A co z załogą? Taką doświadczoną załogą - mieli całą tę sytuację w głębokim
poważaniu? A... Burnett'owi nic nie mówili bo ... nie mieli śmiałości?!

Panowie, z całym szacunkiem ale ... ŁYKNIECIE TAKĄ HISTORYJKĘ ?!

Autor artykułu z OW, na który się już powoływałem stara się to tak tłumaczyć:
"... Najprawdopodobniej ludzie w "białej odzieży" byli obsadą 4-całowych dział
plot. W końcu tropikalny mundur australijskiej marynarki wojennej składał się
z białych szortów i koszulki, zaś część obsługi dział plot. zwłaszcza amunicyjni
nosili białe fartuchy ochronne"

W artykule jest zdjęcie, na którym widać obsługę 102-jek w akcji.
Doskonale są widoczni amunicyjni w ... BIAŁYCH FARTUCHACH!

Pozdrawiam,
Maciej

: 2004-11-13, 23:29
autor: Absolut
Po pierwsze trzeba by przeczytać całą tę instrukcję. Bo dotyczyła ona chyba bardziej łamaczy blokad a nie rajderów (trudno sobie wyobrazić wymuszenie na dowódcy lekiego krazownika próbę "abordażu" jednostki o równorzędnej artylerii). Jakakolwiek by ta ona nie była to podstawowym zadaniem dowódcy jest uniemożliwienie nieprzyjacielowi odstrzelenia sobie okrętu spod tyłka i tu Burnett - moim zdaniem zawiódł:
1. Nie wysłał wodnosamolotu (jakoś mnie nie przekonują te zdjęcia - Walrus mógł latać na wysokości masztów, mógł nawet wodować - co się zdarzało jak Canberra vs Ketty Brovig).
2. Nie kontaktował się z lądem przed bitwą
3. Podszedł za blisko

: 2004-11-13, 23:36
autor: Absolut
To wyżej to nie pisałem JA!!

Te mądrości (:D) popełnił niejaki MIKO... 8)

: 2004-11-13, 23:55
autor: MiKo
tak to prawda ;)

: 2004-11-14, 00:14
autor: Maciej
Właśnie dlatego Absolutowcu,
próba wyjaśnienia takiego a nie innego działania Burnett'a zasadza się w całości
na założeniu, iż był przekonany że ma do czynienia z ... łamaczem blokady
lub statkiem zaopatrzeniowym!

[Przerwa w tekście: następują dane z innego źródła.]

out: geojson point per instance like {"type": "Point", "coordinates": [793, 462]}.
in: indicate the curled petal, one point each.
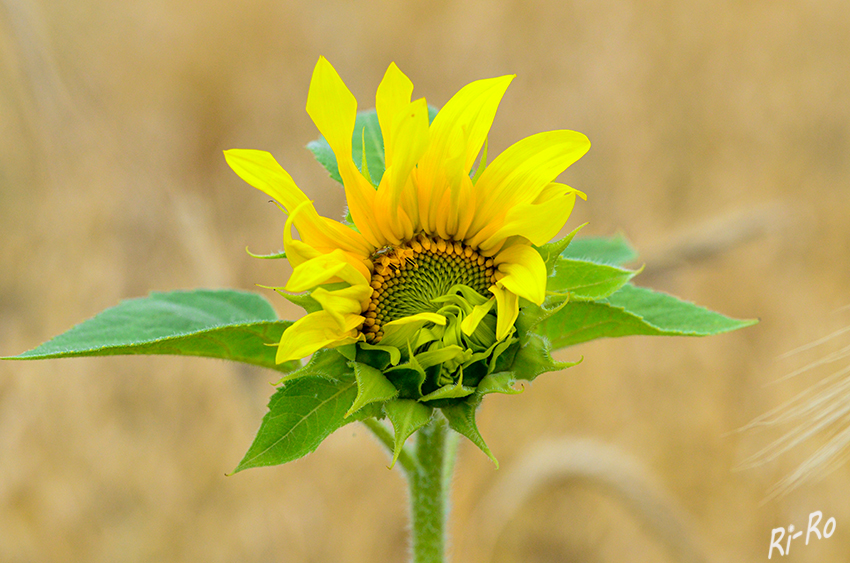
{"type": "Point", "coordinates": [524, 272]}
{"type": "Point", "coordinates": [507, 308]}
{"type": "Point", "coordinates": [325, 268]}
{"type": "Point", "coordinates": [537, 222]}
{"type": "Point", "coordinates": [316, 331]}
{"type": "Point", "coordinates": [392, 97]}
{"type": "Point", "coordinates": [523, 171]}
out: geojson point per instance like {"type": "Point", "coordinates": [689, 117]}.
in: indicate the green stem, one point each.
{"type": "Point", "coordinates": [429, 488]}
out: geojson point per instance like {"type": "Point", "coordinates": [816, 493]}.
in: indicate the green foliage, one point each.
{"type": "Point", "coordinates": [603, 250]}
{"type": "Point", "coordinates": [632, 311]}
{"type": "Point", "coordinates": [407, 416]}
{"type": "Point", "coordinates": [225, 324]}
{"type": "Point", "coordinates": [586, 280]}
{"type": "Point", "coordinates": [301, 415]}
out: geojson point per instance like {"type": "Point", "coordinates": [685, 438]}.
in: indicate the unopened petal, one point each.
{"type": "Point", "coordinates": [507, 311]}
{"type": "Point", "coordinates": [333, 109]}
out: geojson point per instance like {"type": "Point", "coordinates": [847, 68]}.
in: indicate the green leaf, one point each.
{"type": "Point", "coordinates": [275, 256]}
{"type": "Point", "coordinates": [226, 324]}
{"type": "Point", "coordinates": [407, 416]}
{"type": "Point", "coordinates": [461, 417]}
{"type": "Point", "coordinates": [534, 358]}
{"type": "Point", "coordinates": [326, 363]}
{"type": "Point", "coordinates": [301, 414]}
{"type": "Point", "coordinates": [587, 280]}
{"type": "Point", "coordinates": [632, 311]}
{"type": "Point", "coordinates": [604, 250]}
{"type": "Point", "coordinates": [367, 139]}
{"type": "Point", "coordinates": [372, 387]}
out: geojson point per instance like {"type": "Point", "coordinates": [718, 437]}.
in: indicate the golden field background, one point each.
{"type": "Point", "coordinates": [721, 135]}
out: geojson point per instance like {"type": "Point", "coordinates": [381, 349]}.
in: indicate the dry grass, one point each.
{"type": "Point", "coordinates": [702, 113]}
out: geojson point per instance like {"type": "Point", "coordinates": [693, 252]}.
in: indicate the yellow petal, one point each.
{"type": "Point", "coordinates": [261, 170]}
{"type": "Point", "coordinates": [323, 269]}
{"type": "Point", "coordinates": [333, 109]}
{"type": "Point", "coordinates": [313, 332]}
{"type": "Point", "coordinates": [507, 311]}
{"type": "Point", "coordinates": [471, 111]}
{"type": "Point", "coordinates": [402, 331]}
{"type": "Point", "coordinates": [456, 137]}
{"type": "Point", "coordinates": [392, 97]}
{"type": "Point", "coordinates": [523, 171]}
{"type": "Point", "coordinates": [524, 272]}
{"type": "Point", "coordinates": [410, 140]}
{"type": "Point", "coordinates": [537, 222]}
{"type": "Point", "coordinates": [341, 302]}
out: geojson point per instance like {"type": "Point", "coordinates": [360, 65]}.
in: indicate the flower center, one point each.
{"type": "Point", "coordinates": [409, 276]}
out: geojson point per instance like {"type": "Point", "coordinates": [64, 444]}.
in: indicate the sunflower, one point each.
{"type": "Point", "coordinates": [436, 259]}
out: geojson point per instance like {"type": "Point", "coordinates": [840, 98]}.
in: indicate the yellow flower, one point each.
{"type": "Point", "coordinates": [428, 229]}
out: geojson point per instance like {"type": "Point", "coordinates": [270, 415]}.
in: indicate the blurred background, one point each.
{"type": "Point", "coordinates": [721, 135]}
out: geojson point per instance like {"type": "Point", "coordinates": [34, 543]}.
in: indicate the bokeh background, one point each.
{"type": "Point", "coordinates": [721, 135]}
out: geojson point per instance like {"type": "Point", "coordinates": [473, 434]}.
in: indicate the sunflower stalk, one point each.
{"type": "Point", "coordinates": [429, 492]}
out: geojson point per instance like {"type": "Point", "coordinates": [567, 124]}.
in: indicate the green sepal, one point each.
{"type": "Point", "coordinates": [552, 250]}
{"type": "Point", "coordinates": [367, 143]}
{"type": "Point", "coordinates": [633, 311]}
{"type": "Point", "coordinates": [501, 382]}
{"type": "Point", "coordinates": [461, 417]}
{"type": "Point", "coordinates": [614, 250]}
{"type": "Point", "coordinates": [587, 281]}
{"type": "Point", "coordinates": [377, 356]}
{"type": "Point", "coordinates": [456, 391]}
{"type": "Point", "coordinates": [372, 387]}
{"type": "Point", "coordinates": [223, 324]}
{"type": "Point", "coordinates": [408, 378]}
{"type": "Point", "coordinates": [407, 416]}
{"type": "Point", "coordinates": [534, 357]}
{"type": "Point", "coordinates": [302, 413]}
{"type": "Point", "coordinates": [275, 256]}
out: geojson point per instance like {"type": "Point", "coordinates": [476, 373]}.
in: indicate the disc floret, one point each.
{"type": "Point", "coordinates": [407, 279]}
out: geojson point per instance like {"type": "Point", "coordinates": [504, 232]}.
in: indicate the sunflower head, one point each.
{"type": "Point", "coordinates": [424, 282]}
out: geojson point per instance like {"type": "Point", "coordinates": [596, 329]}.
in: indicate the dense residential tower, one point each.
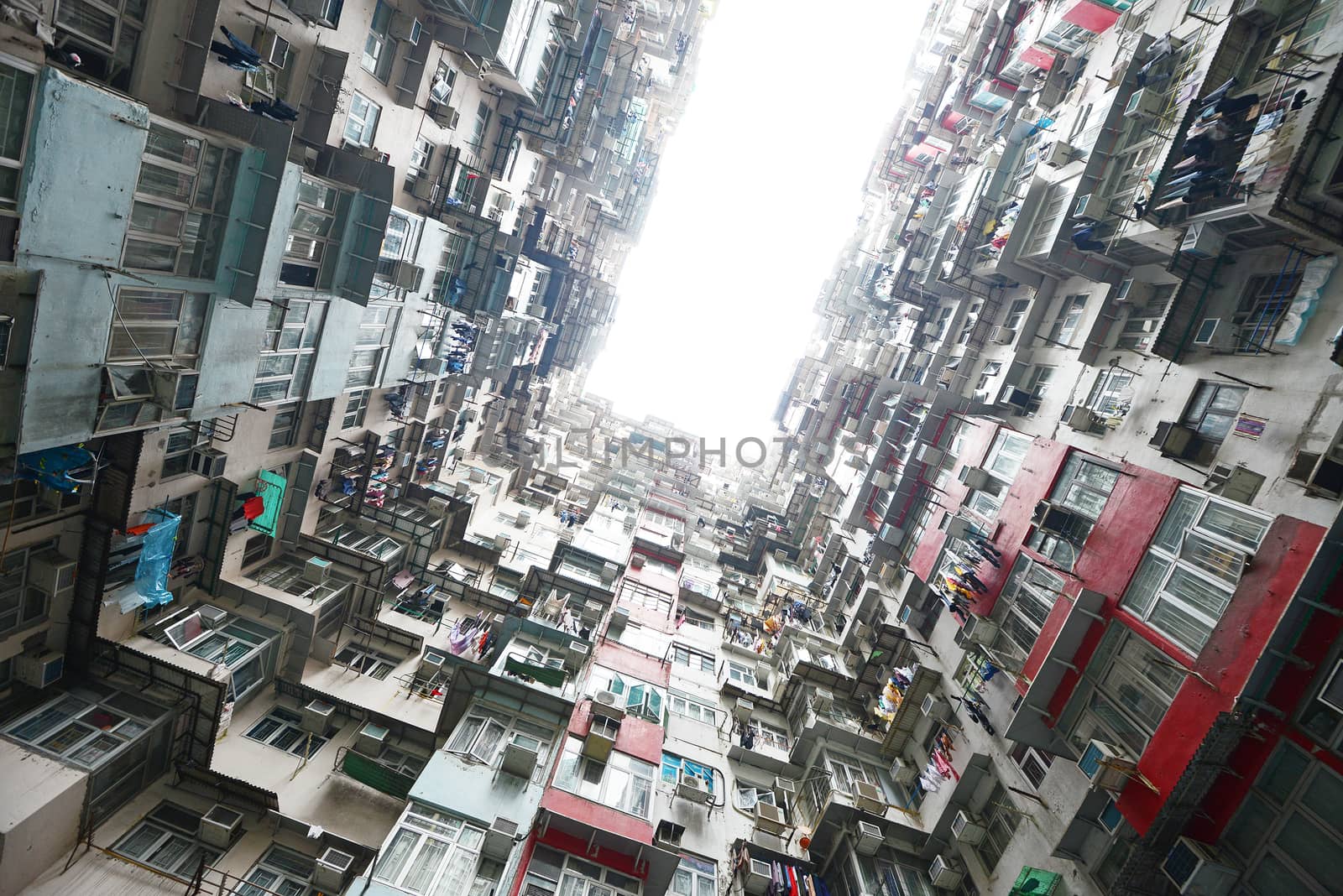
{"type": "Point", "coordinates": [324, 571]}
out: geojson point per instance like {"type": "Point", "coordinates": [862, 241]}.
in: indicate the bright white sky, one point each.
{"type": "Point", "coordinates": [758, 190]}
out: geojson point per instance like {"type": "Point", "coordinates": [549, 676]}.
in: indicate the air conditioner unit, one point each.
{"type": "Point", "coordinates": [212, 617]}
{"type": "Point", "coordinates": [316, 570]}
{"type": "Point", "coordinates": [1202, 240]}
{"type": "Point", "coordinates": [692, 788]}
{"type": "Point", "coordinates": [1079, 419]}
{"type": "Point", "coordinates": [219, 826]}
{"type": "Point", "coordinates": [1143, 103]}
{"type": "Point", "coordinates": [500, 837]}
{"type": "Point", "coordinates": [1217, 334]}
{"type": "Point", "coordinates": [445, 116]}
{"type": "Point", "coordinates": [977, 477]}
{"type": "Point", "coordinates": [174, 388]}
{"type": "Point", "coordinates": [1058, 154]}
{"type": "Point", "coordinates": [431, 664]}
{"type": "Point", "coordinates": [1107, 766]}
{"type": "Point", "coordinates": [51, 571]}
{"type": "Point", "coordinates": [371, 739]}
{"type": "Point", "coordinates": [317, 13]}
{"type": "Point", "coordinates": [1199, 869]}
{"type": "Point", "coordinates": [931, 454]}
{"type": "Point", "coordinates": [331, 869]}
{"type": "Point", "coordinates": [575, 655]}
{"type": "Point", "coordinates": [405, 27]}
{"type": "Point", "coordinates": [758, 876]}
{"type": "Point", "coordinates": [601, 737]}
{"type": "Point", "coordinates": [39, 669]}
{"type": "Point", "coordinates": [608, 706]}
{"type": "Point", "coordinates": [1173, 439]}
{"type": "Point", "coordinates": [273, 49]}
{"type": "Point", "coordinates": [317, 716]}
{"type": "Point", "coordinates": [519, 759]}
{"type": "Point", "coordinates": [935, 707]}
{"type": "Point", "coordinates": [1260, 13]}
{"type": "Point", "coordinates": [903, 772]}
{"type": "Point", "coordinates": [207, 461]}
{"type": "Point", "coordinates": [944, 873]}
{"type": "Point", "coordinates": [966, 829]}
{"type": "Point", "coordinates": [870, 797]}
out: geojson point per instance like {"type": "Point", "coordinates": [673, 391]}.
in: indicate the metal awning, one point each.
{"type": "Point", "coordinates": [1029, 725]}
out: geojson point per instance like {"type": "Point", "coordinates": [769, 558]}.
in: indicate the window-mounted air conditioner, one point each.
{"type": "Point", "coordinates": [207, 461]}
{"type": "Point", "coordinates": [868, 839]}
{"type": "Point", "coordinates": [331, 868]}
{"type": "Point", "coordinates": [317, 716]}
{"type": "Point", "coordinates": [946, 873]}
{"type": "Point", "coordinates": [219, 826]}
{"type": "Point", "coordinates": [1197, 869]}
{"type": "Point", "coordinates": [870, 797]}
{"type": "Point", "coordinates": [316, 570]}
{"type": "Point", "coordinates": [967, 829]}
{"type": "Point", "coordinates": [371, 739]}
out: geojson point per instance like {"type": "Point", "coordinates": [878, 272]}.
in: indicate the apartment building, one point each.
{"type": "Point", "coordinates": [1069, 430]}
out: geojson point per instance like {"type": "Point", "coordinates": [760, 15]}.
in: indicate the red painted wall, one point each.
{"type": "Point", "coordinates": [1226, 662]}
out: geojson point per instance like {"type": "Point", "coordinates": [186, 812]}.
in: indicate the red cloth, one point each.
{"type": "Point", "coordinates": [253, 508]}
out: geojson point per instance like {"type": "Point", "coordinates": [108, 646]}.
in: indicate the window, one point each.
{"type": "Point", "coordinates": [685, 656]}
{"type": "Point", "coordinates": [366, 662]}
{"type": "Point", "coordinates": [742, 675]}
{"type": "Point", "coordinates": [356, 408]}
{"type": "Point", "coordinates": [1213, 409]}
{"type": "Point", "coordinates": [1033, 765]}
{"type": "Point", "coordinates": [421, 154]}
{"type": "Point", "coordinates": [430, 852]}
{"type": "Point", "coordinates": [15, 102]}
{"type": "Point", "coordinates": [181, 440]}
{"type": "Point", "coordinates": [107, 34]}
{"type": "Point", "coordinates": [1289, 828]}
{"type": "Point", "coordinates": [280, 871]}
{"type": "Point", "coordinates": [246, 649]}
{"type": "Point", "coordinates": [1027, 597]}
{"type": "Point", "coordinates": [624, 782]}
{"type": "Point", "coordinates": [1001, 820]}
{"type": "Point", "coordinates": [1193, 566]}
{"type": "Point", "coordinates": [156, 325]}
{"type": "Point", "coordinates": [1017, 314]}
{"type": "Point", "coordinates": [1083, 487]}
{"type": "Point", "coordinates": [315, 235]}
{"type": "Point", "coordinates": [379, 49]}
{"type": "Point", "coordinates": [640, 698]}
{"type": "Point", "coordinates": [675, 765]}
{"type": "Point", "coordinates": [289, 347]}
{"type": "Point", "coordinates": [180, 208]}
{"type": "Point", "coordinates": [165, 839]}
{"type": "Point", "coordinates": [1112, 393]}
{"type": "Point", "coordinates": [552, 871]}
{"type": "Point", "coordinates": [483, 123]}
{"type": "Point", "coordinates": [362, 123]}
{"type": "Point", "coordinates": [695, 878]}
{"type": "Point", "coordinates": [1126, 690]}
{"type": "Point", "coordinates": [282, 728]}
{"type": "Point", "coordinates": [485, 730]}
{"type": "Point", "coordinates": [692, 708]}
{"type": "Point", "coordinates": [769, 735]}
{"type": "Point", "coordinates": [284, 427]}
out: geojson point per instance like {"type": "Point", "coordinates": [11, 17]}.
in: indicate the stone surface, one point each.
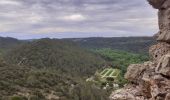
{"type": "Point", "coordinates": [164, 22]}
{"type": "Point", "coordinates": [151, 80]}
{"type": "Point", "coordinates": [163, 66]}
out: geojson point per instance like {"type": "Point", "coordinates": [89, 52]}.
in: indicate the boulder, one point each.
{"type": "Point", "coordinates": [163, 66]}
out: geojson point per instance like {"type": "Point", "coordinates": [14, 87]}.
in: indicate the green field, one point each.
{"type": "Point", "coordinates": [110, 72]}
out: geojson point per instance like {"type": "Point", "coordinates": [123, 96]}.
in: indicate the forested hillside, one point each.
{"type": "Point", "coordinates": [48, 69]}
{"type": "Point", "coordinates": [55, 53]}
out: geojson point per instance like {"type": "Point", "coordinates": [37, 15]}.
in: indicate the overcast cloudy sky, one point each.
{"type": "Point", "coordinates": [76, 18]}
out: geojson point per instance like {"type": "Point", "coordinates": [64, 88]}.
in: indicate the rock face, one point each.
{"type": "Point", "coordinates": [151, 80]}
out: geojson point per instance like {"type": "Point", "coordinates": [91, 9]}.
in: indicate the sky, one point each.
{"type": "Point", "coordinates": [27, 19]}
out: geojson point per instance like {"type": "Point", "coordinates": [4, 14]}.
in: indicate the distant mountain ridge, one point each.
{"type": "Point", "coordinates": [131, 44]}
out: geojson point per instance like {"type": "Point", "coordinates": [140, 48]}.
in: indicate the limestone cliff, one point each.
{"type": "Point", "coordinates": [151, 80]}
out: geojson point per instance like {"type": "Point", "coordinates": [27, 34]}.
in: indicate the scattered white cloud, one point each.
{"type": "Point", "coordinates": [113, 17]}
{"type": "Point", "coordinates": [74, 17]}
{"type": "Point", "coordinates": [9, 2]}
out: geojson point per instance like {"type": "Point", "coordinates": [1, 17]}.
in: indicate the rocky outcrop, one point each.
{"type": "Point", "coordinates": [151, 80]}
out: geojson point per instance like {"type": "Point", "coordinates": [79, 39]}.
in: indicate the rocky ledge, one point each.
{"type": "Point", "coordinates": [151, 80]}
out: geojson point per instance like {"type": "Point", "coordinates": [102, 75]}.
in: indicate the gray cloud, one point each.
{"type": "Point", "coordinates": [30, 18]}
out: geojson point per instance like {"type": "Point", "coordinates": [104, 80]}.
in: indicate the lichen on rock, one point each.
{"type": "Point", "coordinates": [151, 80]}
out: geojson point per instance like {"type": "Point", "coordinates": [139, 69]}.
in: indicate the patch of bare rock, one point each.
{"type": "Point", "coordinates": [151, 80]}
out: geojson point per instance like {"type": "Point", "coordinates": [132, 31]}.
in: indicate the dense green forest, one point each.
{"type": "Point", "coordinates": [52, 68]}
{"type": "Point", "coordinates": [56, 53]}
{"type": "Point", "coordinates": [121, 59]}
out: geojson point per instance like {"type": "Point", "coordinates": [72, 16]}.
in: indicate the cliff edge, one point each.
{"type": "Point", "coordinates": [151, 80]}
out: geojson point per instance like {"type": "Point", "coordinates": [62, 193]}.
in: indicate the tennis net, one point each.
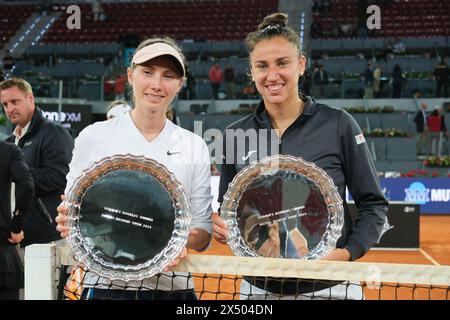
{"type": "Point", "coordinates": [233, 278]}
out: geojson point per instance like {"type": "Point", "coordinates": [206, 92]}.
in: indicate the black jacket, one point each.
{"type": "Point", "coordinates": [13, 168]}
{"type": "Point", "coordinates": [327, 137]}
{"type": "Point", "coordinates": [48, 150]}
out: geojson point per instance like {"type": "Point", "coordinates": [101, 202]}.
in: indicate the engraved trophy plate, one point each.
{"type": "Point", "coordinates": [128, 216]}
{"type": "Point", "coordinates": [283, 207]}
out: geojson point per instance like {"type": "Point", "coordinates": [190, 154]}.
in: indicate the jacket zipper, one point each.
{"type": "Point", "coordinates": [45, 210]}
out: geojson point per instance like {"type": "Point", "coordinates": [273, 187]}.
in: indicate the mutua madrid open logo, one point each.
{"type": "Point", "coordinates": [418, 193]}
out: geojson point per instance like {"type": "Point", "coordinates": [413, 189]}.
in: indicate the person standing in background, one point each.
{"type": "Point", "coordinates": [215, 76]}
{"type": "Point", "coordinates": [441, 74]}
{"type": "Point", "coordinates": [47, 147]}
{"type": "Point", "coordinates": [422, 130]}
{"type": "Point", "coordinates": [13, 168]}
{"type": "Point", "coordinates": [229, 77]}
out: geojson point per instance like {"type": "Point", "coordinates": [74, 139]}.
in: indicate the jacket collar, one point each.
{"type": "Point", "coordinates": [263, 119]}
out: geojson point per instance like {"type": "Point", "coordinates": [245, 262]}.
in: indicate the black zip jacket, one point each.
{"type": "Point", "coordinates": [13, 168]}
{"type": "Point", "coordinates": [331, 139]}
{"type": "Point", "coordinates": [47, 147]}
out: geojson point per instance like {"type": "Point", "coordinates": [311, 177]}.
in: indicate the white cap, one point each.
{"type": "Point", "coordinates": [156, 50]}
{"type": "Point", "coordinates": [118, 110]}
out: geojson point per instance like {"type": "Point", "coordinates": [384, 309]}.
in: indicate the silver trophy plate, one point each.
{"type": "Point", "coordinates": [283, 207]}
{"type": "Point", "coordinates": [128, 216]}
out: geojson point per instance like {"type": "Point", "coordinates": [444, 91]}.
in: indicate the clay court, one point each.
{"type": "Point", "coordinates": [434, 250]}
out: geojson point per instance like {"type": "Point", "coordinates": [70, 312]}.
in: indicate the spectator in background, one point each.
{"type": "Point", "coordinates": [190, 84]}
{"type": "Point", "coordinates": [397, 81]}
{"type": "Point", "coordinates": [229, 77]}
{"type": "Point", "coordinates": [377, 82]}
{"type": "Point", "coordinates": [97, 9]}
{"type": "Point", "coordinates": [422, 129]}
{"type": "Point", "coordinates": [434, 123]}
{"type": "Point", "coordinates": [320, 78]}
{"type": "Point", "coordinates": [215, 76]}
{"type": "Point", "coordinates": [8, 61]}
{"type": "Point", "coordinates": [387, 49]}
{"type": "Point", "coordinates": [13, 168]}
{"type": "Point", "coordinates": [443, 145]}
{"type": "Point", "coordinates": [399, 47]}
{"type": "Point", "coordinates": [368, 82]}
{"type": "Point", "coordinates": [48, 150]}
{"type": "Point", "coordinates": [441, 74]}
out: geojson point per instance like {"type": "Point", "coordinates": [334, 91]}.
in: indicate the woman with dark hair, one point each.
{"type": "Point", "coordinates": [318, 133]}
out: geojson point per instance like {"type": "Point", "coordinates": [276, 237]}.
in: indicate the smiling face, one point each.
{"type": "Point", "coordinates": [276, 67]}
{"type": "Point", "coordinates": [18, 105]}
{"type": "Point", "coordinates": [155, 84]}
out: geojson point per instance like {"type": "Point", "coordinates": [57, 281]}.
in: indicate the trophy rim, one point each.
{"type": "Point", "coordinates": [182, 211]}
{"type": "Point", "coordinates": [297, 164]}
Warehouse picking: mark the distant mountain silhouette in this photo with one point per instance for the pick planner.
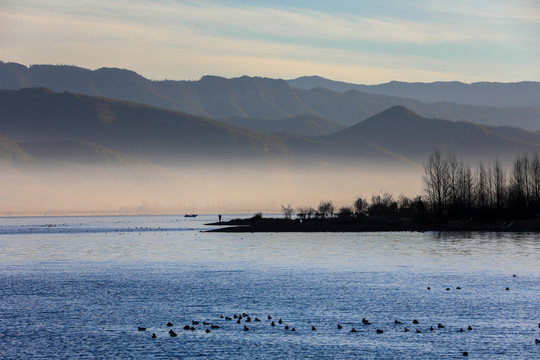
(40, 116)
(306, 125)
(404, 132)
(519, 94)
(252, 97)
(40, 125)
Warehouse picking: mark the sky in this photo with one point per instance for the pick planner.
(365, 42)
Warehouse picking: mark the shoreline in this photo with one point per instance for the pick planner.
(277, 225)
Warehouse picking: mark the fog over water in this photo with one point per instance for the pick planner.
(197, 188)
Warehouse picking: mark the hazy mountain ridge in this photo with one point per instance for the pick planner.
(400, 130)
(48, 126)
(519, 94)
(306, 125)
(250, 97)
(36, 115)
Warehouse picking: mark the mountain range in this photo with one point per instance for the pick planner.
(519, 94)
(39, 124)
(274, 99)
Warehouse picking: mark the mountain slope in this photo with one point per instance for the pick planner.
(250, 97)
(520, 94)
(306, 125)
(402, 131)
(34, 115)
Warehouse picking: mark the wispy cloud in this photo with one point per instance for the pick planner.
(226, 38)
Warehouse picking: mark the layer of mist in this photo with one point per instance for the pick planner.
(203, 188)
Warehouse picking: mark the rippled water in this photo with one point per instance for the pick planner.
(79, 287)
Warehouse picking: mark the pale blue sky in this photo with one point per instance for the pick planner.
(355, 41)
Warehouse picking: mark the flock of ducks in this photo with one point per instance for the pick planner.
(246, 320)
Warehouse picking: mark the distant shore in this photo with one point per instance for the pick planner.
(367, 225)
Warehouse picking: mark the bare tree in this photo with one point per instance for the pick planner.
(360, 206)
(287, 211)
(436, 184)
(326, 208)
(345, 212)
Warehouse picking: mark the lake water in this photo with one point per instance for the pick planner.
(79, 287)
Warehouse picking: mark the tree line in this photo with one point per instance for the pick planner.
(453, 190)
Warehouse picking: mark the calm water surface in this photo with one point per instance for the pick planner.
(79, 287)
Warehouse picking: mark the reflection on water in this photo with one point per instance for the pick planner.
(78, 287)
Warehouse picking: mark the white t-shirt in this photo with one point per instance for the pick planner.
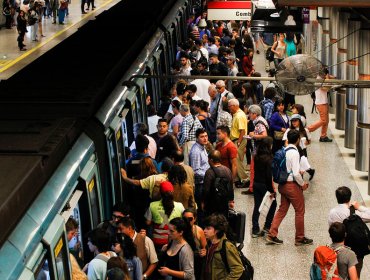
(321, 96)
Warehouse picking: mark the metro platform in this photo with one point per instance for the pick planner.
(335, 167)
(12, 59)
(334, 164)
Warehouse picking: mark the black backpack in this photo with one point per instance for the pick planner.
(219, 193)
(357, 234)
(247, 265)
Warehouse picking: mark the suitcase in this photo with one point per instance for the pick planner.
(237, 225)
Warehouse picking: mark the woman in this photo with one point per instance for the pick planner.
(200, 251)
(262, 184)
(215, 230)
(161, 212)
(147, 167)
(183, 192)
(21, 28)
(247, 63)
(178, 258)
(126, 248)
(299, 109)
(279, 122)
(296, 123)
(279, 50)
(176, 120)
(248, 95)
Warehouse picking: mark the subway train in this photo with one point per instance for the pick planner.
(63, 132)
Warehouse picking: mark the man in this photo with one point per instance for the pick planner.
(166, 143)
(133, 163)
(211, 203)
(189, 125)
(216, 67)
(192, 91)
(342, 211)
(185, 67)
(142, 128)
(239, 127)
(260, 131)
(99, 243)
(144, 246)
(178, 159)
(151, 182)
(232, 69)
(321, 102)
(227, 149)
(346, 258)
(291, 193)
(199, 161)
(119, 211)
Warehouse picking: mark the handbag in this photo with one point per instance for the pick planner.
(278, 135)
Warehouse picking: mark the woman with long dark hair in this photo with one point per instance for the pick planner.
(262, 184)
(161, 212)
(279, 122)
(178, 258)
(183, 192)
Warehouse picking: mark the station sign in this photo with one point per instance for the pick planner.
(230, 10)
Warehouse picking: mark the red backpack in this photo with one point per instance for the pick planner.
(325, 264)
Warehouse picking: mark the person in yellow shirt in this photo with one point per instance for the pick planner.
(239, 128)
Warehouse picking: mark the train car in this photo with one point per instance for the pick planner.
(71, 165)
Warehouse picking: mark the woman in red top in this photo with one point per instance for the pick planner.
(247, 63)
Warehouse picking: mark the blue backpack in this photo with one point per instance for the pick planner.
(279, 171)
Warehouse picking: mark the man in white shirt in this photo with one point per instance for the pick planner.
(321, 102)
(291, 193)
(342, 212)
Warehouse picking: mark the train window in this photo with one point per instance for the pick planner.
(61, 259)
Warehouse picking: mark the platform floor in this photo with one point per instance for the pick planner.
(12, 59)
(334, 167)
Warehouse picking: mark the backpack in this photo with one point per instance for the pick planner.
(210, 127)
(247, 265)
(357, 234)
(219, 193)
(269, 55)
(324, 266)
(279, 172)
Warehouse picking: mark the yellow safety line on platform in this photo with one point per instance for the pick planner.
(39, 45)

Nie raiderem - bo te, jak pisałem dotychczas
nie pozwalały się tak blisko podejść. W potrzątkowym czasie podejścia do
nieznanego statku ( gdy ten mógł się okazać właśnie raiderem i otworzyć
ogień - dotychczas to miało miejsce na dystansach większych niż 16000 jardów )
Burnett ustawił HMAS Sydney we właściwy sposób.
Dopiero potem wykonał ten kontrowersyjny manewr.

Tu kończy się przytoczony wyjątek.